[VPM] question about possible Perl runtime bug
Darren Duncan
darren at DarrenDuncan.net
Sun Jul 6 21:07:24 CDT 2003
Hello. I have found a situation, when using both Perl 5.6.0 and 5.6.1, which suggests that Perl is executing something that I would expect to be an error.

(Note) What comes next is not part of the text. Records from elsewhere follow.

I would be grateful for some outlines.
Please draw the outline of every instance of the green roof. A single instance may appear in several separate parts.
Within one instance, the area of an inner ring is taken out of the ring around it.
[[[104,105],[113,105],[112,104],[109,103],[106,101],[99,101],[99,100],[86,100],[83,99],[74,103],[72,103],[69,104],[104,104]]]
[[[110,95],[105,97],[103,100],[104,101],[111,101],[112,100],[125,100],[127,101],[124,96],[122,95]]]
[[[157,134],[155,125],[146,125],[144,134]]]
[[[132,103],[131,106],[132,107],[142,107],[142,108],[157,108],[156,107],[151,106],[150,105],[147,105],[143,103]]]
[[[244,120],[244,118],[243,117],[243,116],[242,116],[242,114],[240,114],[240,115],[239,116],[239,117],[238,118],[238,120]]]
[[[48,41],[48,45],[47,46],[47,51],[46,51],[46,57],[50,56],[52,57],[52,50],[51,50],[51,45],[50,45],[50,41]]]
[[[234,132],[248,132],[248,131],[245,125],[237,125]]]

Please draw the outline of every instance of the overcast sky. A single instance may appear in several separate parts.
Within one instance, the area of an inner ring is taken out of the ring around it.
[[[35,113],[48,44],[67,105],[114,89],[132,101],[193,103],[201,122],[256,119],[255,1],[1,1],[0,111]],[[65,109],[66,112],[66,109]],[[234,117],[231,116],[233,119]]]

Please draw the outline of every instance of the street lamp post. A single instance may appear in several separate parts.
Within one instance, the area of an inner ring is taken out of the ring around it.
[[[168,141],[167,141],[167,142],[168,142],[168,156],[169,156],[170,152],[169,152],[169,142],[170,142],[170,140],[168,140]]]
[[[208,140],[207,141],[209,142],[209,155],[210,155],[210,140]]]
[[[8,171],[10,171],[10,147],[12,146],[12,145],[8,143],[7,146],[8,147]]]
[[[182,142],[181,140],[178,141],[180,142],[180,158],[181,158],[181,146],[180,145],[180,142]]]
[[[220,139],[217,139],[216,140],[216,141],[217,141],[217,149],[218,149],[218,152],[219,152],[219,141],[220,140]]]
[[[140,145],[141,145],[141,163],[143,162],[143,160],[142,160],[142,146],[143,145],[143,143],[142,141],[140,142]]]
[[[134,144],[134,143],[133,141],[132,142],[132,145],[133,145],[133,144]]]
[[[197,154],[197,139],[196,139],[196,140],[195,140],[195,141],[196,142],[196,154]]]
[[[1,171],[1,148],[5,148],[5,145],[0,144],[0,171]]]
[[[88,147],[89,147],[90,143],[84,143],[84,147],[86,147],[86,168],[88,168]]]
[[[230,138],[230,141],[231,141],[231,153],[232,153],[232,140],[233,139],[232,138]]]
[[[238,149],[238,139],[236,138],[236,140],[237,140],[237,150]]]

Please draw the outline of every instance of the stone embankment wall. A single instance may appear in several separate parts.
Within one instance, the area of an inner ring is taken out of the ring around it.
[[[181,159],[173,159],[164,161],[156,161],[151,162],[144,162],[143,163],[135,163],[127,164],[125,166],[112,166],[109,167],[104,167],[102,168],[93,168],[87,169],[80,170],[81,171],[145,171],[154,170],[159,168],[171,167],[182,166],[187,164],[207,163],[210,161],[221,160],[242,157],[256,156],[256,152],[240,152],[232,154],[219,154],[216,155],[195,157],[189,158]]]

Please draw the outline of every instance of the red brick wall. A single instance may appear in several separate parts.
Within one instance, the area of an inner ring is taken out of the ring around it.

Please see the following, simplified example:
use strict;
use warnings;
sub myfunc {
_myfunc( 5, {} );
}
sub _myfunc {
my ($count,$gotten_already) = @_;
print "args are '$count' and '$gotten_already'\n";
$gotten_already->{$count} = 1;
print "size is ".(keys %{$gotten_already})."\n";
$count--;
if( $count > 0 ) {
if( $count == 3 ) {
_myfunc( $count );
} else {
_myfunc( $count,$gotten_already );
}
}
}
myfunc();
When I run that code, I get the following output:
args are '5' and 'HASH(0x80fe22c)'
size is 1
args are '4' and 'HASH(0x80fe22c)'
size is 2
Use of uninitialized value in concatenation (.) or string at - line 10.
args are '3' and ''
size is 1
args are '2' and 'HASH(0x811e73c)'
size is 2
args are '1' and 'HASH(0x811e73c)'
size is 3
What I am expecting is for Perl to die after printing the second output line. On the third invocation of _myfunc(), "$gotten_already" contains an undefined value, because it wasn't passed one. However, the interpreter still treats the variable as a valid hash reference, even though I never passed one in.
Considering that I am using strict, why is automatically creating a hash ref when I try to use it without scolding me for not explicitely declaring/creating the hash ref first? Is this a bug? Or is it so-called "proper behaviour"?